ステップ2: 自己資金と借入余力を把握する
物件を探す前に「自分がいくらまで買えるか」を把握します。
確認すべきこと
- 手元資金: 預貯金のうち、投資に回せる金額
- 緊急予備資金: 投資後も生活費6ヶ月分+ADS6ヶ月分は手元に残す
- 年収と返済負担率: 年収の40〜45%以内がローン返済の上限目安
- 既存ローン: 住宅ローン・カーローンの残債
例: 年収600万円、手元資金800万円の場合
返済負担率40%: 年間返済上限 = 600万 × 40% = 240万円
物件価格の目安: 2,000〜3,000万円程度(融資条件による)
自己資金: 800万円 − 緊急予備200万円 = 600万円が投資に使える
詳しくは 自己資金はいくら必要? をご覧ください。
ステップ3: 物件を探す
物件の探し方には主に以下の方法があります。
- 不動産ポータルサイト: 楽待・健美家・SUUMO・HOME’S
- 不動産業者への直接相談: 地元の業者は非公開物件を持っていることがある
- 競売物件: 安いが手間とリスクが大きい(初心者には非推奨)
物件情報で最初に確認する3つ
- 表面利回り: スクリーニング用。

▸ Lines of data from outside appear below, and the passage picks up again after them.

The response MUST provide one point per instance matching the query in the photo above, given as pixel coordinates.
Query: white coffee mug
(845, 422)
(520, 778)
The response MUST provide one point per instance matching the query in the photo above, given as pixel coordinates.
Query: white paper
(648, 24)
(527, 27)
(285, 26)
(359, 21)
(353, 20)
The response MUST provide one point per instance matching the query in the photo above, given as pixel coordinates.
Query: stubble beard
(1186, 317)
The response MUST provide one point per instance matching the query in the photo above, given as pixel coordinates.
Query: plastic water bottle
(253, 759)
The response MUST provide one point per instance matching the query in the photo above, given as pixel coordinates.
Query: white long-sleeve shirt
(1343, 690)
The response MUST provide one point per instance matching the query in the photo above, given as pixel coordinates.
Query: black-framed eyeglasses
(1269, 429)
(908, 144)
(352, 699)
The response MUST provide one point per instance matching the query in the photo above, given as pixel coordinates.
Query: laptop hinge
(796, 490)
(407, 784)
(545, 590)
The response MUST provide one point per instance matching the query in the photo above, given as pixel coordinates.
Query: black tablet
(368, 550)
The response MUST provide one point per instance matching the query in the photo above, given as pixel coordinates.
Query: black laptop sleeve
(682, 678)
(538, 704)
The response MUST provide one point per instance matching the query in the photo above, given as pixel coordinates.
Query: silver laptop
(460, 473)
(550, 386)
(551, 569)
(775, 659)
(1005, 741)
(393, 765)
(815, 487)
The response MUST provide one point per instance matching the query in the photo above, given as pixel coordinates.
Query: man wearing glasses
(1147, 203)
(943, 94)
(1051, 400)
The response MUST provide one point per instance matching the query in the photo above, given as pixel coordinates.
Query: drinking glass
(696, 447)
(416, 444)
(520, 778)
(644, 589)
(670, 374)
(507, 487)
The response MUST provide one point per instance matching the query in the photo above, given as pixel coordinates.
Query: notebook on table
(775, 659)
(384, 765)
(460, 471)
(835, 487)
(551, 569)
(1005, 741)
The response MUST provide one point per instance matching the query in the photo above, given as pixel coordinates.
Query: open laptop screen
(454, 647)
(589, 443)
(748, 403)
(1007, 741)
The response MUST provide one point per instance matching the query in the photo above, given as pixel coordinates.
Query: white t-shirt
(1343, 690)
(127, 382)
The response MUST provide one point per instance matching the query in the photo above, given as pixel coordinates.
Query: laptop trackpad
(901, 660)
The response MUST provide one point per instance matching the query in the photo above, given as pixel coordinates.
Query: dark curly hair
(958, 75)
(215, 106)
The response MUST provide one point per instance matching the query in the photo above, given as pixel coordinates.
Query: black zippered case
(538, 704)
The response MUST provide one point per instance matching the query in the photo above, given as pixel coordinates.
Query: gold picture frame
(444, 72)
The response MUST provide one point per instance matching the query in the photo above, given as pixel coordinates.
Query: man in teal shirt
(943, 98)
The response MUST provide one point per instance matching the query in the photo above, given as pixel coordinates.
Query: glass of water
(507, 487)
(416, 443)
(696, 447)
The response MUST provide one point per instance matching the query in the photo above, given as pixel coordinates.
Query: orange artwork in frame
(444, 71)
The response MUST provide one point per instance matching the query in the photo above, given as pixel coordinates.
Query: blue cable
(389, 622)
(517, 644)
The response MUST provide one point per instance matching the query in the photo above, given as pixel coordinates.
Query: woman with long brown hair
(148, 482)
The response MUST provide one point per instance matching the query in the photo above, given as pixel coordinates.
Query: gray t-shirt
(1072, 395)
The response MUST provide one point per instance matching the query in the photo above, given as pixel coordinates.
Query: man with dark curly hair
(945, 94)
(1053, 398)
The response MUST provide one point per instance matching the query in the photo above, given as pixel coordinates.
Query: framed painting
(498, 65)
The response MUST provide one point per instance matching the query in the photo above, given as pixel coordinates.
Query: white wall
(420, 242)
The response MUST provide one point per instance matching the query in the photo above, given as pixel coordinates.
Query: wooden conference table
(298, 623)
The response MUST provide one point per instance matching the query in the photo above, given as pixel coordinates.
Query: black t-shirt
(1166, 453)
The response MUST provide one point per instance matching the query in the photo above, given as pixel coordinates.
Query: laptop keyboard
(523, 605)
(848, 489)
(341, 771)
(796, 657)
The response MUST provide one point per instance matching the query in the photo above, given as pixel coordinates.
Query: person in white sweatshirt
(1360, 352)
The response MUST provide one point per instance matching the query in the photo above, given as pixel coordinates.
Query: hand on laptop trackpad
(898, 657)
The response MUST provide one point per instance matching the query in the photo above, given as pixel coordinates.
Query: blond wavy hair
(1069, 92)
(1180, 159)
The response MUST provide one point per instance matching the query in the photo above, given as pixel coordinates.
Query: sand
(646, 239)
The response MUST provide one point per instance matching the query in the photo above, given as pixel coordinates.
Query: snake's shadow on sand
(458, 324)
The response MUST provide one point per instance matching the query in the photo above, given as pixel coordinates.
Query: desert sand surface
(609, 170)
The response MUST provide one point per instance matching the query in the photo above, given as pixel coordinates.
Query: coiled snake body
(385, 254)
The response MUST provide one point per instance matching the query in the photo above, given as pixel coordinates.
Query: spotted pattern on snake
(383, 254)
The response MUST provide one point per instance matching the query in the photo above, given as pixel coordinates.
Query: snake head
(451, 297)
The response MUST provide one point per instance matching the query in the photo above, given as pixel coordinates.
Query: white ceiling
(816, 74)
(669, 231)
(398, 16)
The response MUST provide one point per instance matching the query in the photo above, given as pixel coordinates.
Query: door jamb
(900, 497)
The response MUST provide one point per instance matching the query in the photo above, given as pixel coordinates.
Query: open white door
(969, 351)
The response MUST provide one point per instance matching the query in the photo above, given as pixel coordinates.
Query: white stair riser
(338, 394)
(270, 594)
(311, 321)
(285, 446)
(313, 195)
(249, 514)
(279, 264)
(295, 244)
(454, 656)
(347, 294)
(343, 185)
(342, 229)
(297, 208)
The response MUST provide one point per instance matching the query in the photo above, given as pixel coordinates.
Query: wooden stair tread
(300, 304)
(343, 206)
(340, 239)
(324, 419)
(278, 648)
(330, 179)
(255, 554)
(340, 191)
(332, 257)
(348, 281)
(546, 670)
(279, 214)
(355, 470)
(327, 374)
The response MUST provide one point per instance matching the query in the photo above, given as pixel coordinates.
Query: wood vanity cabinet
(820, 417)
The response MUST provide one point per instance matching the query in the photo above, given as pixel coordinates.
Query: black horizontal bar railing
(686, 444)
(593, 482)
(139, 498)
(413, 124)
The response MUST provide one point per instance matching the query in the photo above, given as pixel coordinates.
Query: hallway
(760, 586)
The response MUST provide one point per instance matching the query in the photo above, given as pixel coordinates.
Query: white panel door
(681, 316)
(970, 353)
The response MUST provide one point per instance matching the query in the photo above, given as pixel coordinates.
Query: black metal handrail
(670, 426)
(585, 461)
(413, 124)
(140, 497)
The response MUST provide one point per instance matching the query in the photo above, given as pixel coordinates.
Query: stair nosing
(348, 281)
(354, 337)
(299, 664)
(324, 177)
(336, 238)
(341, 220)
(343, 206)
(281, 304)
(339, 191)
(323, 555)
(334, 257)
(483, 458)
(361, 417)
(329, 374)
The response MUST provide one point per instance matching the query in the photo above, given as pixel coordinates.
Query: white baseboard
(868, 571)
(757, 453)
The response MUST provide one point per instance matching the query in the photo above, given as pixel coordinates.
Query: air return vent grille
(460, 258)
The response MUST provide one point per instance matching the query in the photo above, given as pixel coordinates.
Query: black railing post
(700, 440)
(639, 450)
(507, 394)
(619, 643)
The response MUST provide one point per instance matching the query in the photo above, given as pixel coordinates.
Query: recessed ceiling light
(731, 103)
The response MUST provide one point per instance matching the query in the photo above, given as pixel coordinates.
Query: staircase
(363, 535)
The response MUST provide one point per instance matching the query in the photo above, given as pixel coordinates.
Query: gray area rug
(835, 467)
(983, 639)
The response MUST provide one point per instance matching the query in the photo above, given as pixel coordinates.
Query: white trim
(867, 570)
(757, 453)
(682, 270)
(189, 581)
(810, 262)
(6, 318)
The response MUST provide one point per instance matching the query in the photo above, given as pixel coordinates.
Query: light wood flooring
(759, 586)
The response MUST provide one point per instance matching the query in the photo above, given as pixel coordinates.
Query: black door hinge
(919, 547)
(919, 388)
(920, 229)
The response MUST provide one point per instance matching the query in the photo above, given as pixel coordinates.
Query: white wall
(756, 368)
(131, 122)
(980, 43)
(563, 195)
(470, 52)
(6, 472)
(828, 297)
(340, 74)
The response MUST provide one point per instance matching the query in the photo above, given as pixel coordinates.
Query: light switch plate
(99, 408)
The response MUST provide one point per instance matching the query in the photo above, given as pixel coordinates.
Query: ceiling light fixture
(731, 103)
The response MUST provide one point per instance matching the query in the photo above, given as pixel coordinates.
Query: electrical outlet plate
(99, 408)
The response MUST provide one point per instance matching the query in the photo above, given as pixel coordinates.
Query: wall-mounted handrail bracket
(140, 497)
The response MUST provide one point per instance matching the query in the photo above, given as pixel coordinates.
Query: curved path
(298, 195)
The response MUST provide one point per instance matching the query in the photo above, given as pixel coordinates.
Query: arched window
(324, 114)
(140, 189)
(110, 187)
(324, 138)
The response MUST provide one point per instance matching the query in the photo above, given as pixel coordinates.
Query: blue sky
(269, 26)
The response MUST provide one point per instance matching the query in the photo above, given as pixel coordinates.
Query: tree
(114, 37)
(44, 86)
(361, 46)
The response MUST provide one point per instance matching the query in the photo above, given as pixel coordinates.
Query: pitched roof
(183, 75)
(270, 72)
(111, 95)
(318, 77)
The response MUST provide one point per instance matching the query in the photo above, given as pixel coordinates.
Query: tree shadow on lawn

5%未満は対象外など基準を決める
- エリア: 空室率・人口動態を確認する(地域需要を見る方法)
- 築年数と構造: 融資期間と修繕リスクに影響する
✓ 「良い物件」は比較で見つかる
1件目から完璧な物件を見つけようとしないでください。10〜20件の物件情報を分析して「相場観」を身につけることが大切です。比較することで「この物件は相場より良い/悪い」の判断ができるようになります。
ステップ4: 物件を数字で分析する
興味のある物件が見つかったら、感覚ではなく数字で分析します。
分析で確認すべき指標
□ FCR > ローン金利 + 1〜2%
□ DSCR ≥ 1.2
□ BER < エリア平均入居率
□ 月次CFがプラス
□ 市場相場賃料で再計算してもCFがプラス
□ 感度分析(金利+1%・空室+10%・賃料-10%)でCFプラス維持
手計算は面倒で間違いやすいため、ツールを使うことをお勧めします。
ステップ5: 購入を判断する
分析結果を元に「買う / 見送る」を判断します。
購入の判断基準
- 全指標が基準を満たしている → 購入を検討
- 一部の指標が基準を下回る → 条件交渉(価格引き下げ)を検討
- 複数の指標が基準を大きく下回る → 見送り
詳しくは 購入判断の5ステップ をご覧ください。
⚠ 焦って買わない
「この物件を逃したら二度と出ない」という焦りは判断を誤らせます。条件の良い物件は一定の周期で市場に出てきます。今は見送って資金を積み上げ、次の機会に備えることも立派な投資判断です。
初心者が避けるべきこと
- 表面利回りだけで判断する
- 営業トークを鵜呑みにする
- 自己資金を使い切る
- 修繕費・空室損失を計算に入れない
- 感覚で「なんとなく良さそう」で買う
まとめ
- 指標を理解する: 最低限 FCR・DSCR・CF・LTV・BER を知る
- 資金を把握する: 自己資金・借入余力・緊急予備資金を確認
- 物件を探す: ポータルサイトで相場観を身につける
- 数字で分析する: FCR・DSCR・CF・感度分析を必ず計算
- 判断する: 基準を満たせば検討、下回れば見送り
不動産投資は数字で判断すれば「失敗する確率」を大幅に下げることができます。